The two men’s contract work for Henry Vinson’s hedge fund, Alban Albany, had ended just three months earlier. Alban Albany, like most hedge funds, kept its financial activities proprietarial, but Sean had found signs that it was involved in high-frequency trading in the dark pools run out of the Cloister cluster. Vinson’s earlier work for Adirondack Investing, when he had worked with Larry Jackman, had done that kind of trading, and Rosen and Muttchopf had worked for Adirondack too. Adirondack had been one of the investment firms the Senate Finance Committee was looking at when Rosen had recused himself. Rosen and Muttchopf’s recent work for Alban Albany had gotten them paid forty thousand dollars apiece. Then they had left and started moving around.

Vinson’s business security and his personal security were both handled by a security firm called Pinscher Pinkerton. An international firm, based in Grand Cayman if anywhere. Very opaque, Olmstead said gloomily, even though its name was out there, as one of the free-floating armies for hire that were now roaming at large in the world. An octopus, as subsidiary-stacked corporations were called. Or more probably an arm of a bigger octopus.

On the night Rosen and Muttchopf had disappeared, Sean said, there had been a strange event in the Chicago Mercantile Exchange. A bite across everything in the exchange, after which everything went back to normal. Along with the bite, there had been a bolus of information sent to the SEC that the SEC wasn’t talking about. No obvious connection to the two men, except that it had happened that night.

“It would be good to get the SEC to tell us what they got that night.”

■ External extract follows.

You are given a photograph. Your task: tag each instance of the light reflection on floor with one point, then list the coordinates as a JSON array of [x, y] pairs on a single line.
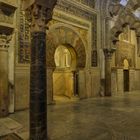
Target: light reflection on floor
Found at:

“I’m trying,” Olmstead said. “They’re slow.”

That was all they had that was new on that case. Olmstead had also, at Gen’s behest, been looking into the bid on the Met tower that had so troubled Charlotte. So far he had only managed to confirm that it was being laundered through the big brokerage Morningside Realty, headquartered uptown but doing business all over the tri-state region.

Gen marked up her whiteboard. Findings about the two men were in red. The Met tower was a blue box, with Charlotte Armstrong on one side of it and Vlade Marovich on the other.